In the recent Australian federal election, we witnessed the second rise of Pauline Hanson, who on the back of the above concerns resonated with the Australian electorate. While many do not agree with her on specific issues, they at least respect her honestly and willingness to stand up to the establishment and speak her mind.
But rather than embrace the changing electoral mood, both domestically and abroad, Australia’s politicians have doubled-down on the status quo of open borders, trade and investment.
In recent months, we have witnessed senior political figures from both major parties blindly throwing their support behind strong immigration and a ‘Big Australia’, despite considerable consternation within the electorate.

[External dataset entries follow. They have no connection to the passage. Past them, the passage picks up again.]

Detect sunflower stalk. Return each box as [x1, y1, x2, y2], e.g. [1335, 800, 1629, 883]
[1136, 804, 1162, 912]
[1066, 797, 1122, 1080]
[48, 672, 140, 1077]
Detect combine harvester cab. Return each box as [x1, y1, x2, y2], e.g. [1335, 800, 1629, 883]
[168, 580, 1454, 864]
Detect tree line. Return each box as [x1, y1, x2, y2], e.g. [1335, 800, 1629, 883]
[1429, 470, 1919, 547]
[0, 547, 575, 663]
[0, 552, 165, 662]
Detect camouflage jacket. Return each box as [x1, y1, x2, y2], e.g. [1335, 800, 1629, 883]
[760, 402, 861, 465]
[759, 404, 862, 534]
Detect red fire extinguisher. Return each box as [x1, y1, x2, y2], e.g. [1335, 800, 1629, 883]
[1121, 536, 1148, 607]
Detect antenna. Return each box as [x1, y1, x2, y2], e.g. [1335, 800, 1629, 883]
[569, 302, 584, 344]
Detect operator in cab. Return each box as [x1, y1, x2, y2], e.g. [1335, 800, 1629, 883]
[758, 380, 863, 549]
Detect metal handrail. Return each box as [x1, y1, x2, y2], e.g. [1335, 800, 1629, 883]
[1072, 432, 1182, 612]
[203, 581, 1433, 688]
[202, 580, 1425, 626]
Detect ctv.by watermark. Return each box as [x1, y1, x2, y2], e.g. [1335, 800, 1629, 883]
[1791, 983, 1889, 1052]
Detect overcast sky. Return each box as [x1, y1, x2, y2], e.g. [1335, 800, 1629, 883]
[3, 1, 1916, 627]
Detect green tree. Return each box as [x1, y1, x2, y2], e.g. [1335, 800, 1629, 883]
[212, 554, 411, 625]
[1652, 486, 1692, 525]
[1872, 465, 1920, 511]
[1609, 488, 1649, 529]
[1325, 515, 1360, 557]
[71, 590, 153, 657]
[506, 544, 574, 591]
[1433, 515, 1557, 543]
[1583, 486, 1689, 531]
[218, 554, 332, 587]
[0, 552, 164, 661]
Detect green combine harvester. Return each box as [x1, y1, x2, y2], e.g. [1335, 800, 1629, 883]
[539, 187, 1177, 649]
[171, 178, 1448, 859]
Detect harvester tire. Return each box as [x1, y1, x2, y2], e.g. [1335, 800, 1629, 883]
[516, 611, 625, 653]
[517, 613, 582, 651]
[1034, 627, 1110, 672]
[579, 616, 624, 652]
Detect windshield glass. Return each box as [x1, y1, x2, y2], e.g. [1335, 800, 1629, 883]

In September, shadow treasurer Chris Bowen committed the Labor Party to maintaining Australia’s turbo-charged immigration intake, arguing that it is unquestionably beneficial for the economy and living standards, despite significant evidence to the contrary.
This was followed later in the month by Liberal Treasurer Scott Morrison, who gave bipartisan support to strong immigration and a ‘Big Australia’, also citing spurious economic ‘benefits’.
And on Tuesday, Labor Senator Penny Wong doubled-down on the message, again spruiking significant benefits from strong immigration without considering the costs.
In the meantime, the situation on the ground for ordinary Australians is one of deteriorating living standards.
Following 12 years of strong immigration and inadequate infrastructure investment, traffic congestion has worsened in Australia’s two biggest cities where population growth has been strongest:
The Bureau of Infrastructure and Regional Economics also forecasts soaring costs of congestion, particularly in Sydney and Melbourne, over the next 15 years as their populations boom:
Similar problems are facing public transport, where networks are bursting at the seams.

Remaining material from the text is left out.